Group Birefringence Regulation and Measurement With Twin Zeros in a Selectively Infiltrated Microstructured Optical Fiber Based on OFDR

Abstract

We propose and demonstrate a selectively microfluidic-infiltrated method for the group birefringence regulation in a microstructured optical fiber. Meanwhile, an Optical Frequency Domain Reflectometry (OFDR) with an equivalent resolution of 0.6 Hz or 10-6 RIU is utilized to characterize its polarization separation and group birefringence change. By selectively infiltrating a fluid with a high thermal-optic coefficient into twin air holes nearby the silica fiber core, tunable group birefringence is observed and measured by polarization separation in beat frequency domain.

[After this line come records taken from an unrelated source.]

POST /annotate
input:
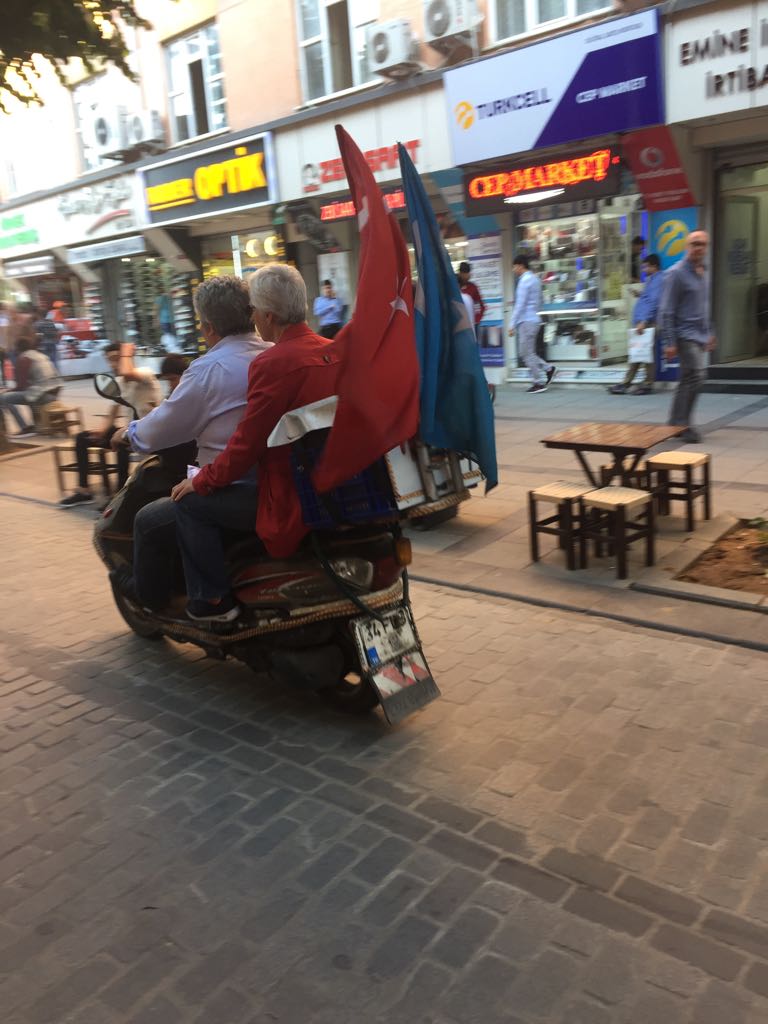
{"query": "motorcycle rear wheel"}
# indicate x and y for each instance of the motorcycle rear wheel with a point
(140, 626)
(353, 693)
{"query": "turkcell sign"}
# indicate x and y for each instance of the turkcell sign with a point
(592, 82)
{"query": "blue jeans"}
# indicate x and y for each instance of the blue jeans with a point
(200, 520)
(156, 558)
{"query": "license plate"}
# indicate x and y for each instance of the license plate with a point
(394, 662)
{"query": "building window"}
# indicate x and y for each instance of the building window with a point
(198, 103)
(92, 105)
(332, 43)
(515, 17)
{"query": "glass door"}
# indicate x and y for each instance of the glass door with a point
(740, 263)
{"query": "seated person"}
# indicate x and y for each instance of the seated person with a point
(140, 388)
(36, 383)
(206, 408)
(301, 368)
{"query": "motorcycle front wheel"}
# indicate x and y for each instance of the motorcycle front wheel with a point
(140, 626)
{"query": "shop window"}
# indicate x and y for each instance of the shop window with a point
(198, 102)
(515, 17)
(332, 44)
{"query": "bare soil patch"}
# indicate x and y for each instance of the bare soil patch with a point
(737, 561)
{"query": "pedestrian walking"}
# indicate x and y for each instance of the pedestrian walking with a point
(644, 318)
(686, 330)
(525, 323)
(469, 288)
(330, 310)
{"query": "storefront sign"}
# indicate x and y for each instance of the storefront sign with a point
(344, 209)
(576, 176)
(307, 154)
(718, 62)
(656, 168)
(598, 80)
(14, 232)
(30, 267)
(131, 246)
(383, 159)
(216, 180)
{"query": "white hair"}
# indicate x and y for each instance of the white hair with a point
(279, 289)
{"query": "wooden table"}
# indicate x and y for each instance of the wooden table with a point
(622, 440)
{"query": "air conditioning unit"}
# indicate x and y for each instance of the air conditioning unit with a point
(143, 129)
(451, 25)
(391, 49)
(107, 131)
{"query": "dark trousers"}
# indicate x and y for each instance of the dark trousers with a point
(156, 557)
(89, 438)
(200, 520)
(692, 379)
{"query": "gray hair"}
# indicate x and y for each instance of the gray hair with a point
(223, 302)
(279, 289)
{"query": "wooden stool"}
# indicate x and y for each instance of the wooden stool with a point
(668, 489)
(56, 418)
(563, 524)
(65, 460)
(606, 520)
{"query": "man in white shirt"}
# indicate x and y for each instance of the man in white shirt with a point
(206, 408)
(525, 322)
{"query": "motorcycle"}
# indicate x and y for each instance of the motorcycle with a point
(334, 619)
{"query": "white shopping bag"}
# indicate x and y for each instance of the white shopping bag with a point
(641, 346)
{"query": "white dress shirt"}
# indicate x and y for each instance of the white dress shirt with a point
(208, 403)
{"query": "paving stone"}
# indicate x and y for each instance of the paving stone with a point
(714, 960)
(658, 900)
(591, 870)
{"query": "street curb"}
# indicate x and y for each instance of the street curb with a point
(614, 616)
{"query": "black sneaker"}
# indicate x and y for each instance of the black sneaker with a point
(205, 611)
(75, 500)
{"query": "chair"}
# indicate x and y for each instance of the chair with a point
(668, 488)
(564, 524)
(56, 418)
(100, 463)
(603, 518)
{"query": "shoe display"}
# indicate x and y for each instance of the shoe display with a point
(77, 499)
(205, 611)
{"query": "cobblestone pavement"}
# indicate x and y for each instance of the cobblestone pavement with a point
(573, 834)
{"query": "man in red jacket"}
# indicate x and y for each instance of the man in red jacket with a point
(301, 368)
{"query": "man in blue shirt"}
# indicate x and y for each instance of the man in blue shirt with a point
(644, 316)
(525, 322)
(330, 311)
(686, 330)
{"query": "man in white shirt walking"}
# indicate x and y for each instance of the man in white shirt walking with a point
(525, 322)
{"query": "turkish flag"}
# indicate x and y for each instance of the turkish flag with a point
(379, 380)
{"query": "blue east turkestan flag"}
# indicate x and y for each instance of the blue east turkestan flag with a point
(455, 404)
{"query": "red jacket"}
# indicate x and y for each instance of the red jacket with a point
(301, 368)
(473, 292)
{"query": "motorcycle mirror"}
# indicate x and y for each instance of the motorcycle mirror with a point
(109, 387)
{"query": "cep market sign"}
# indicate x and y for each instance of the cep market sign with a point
(232, 177)
(593, 82)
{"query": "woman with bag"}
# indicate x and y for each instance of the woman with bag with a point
(643, 328)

Moreover, due to the co-effects of the filled and unfilled fiber segments, the twin critical zeros of the overall group birefringence are observed at 16.5 and 43.0, respectively. The unique position exchange of LP01x and LP01y presents at the twin critical zeros, which is investigated via the OFDR technique as well. Therefore, by combining the unfilled fiber segment with negative group birefringence and filled fiber segment with positive group birefringence, dual zeros in group birefringence are achieved with position exchange of the LP01x and LP01y peaks in beat frequency domain. Our demonstration provides potentials in flexible regulation and real-time observation of the group birefringence in microstructured optical fiber.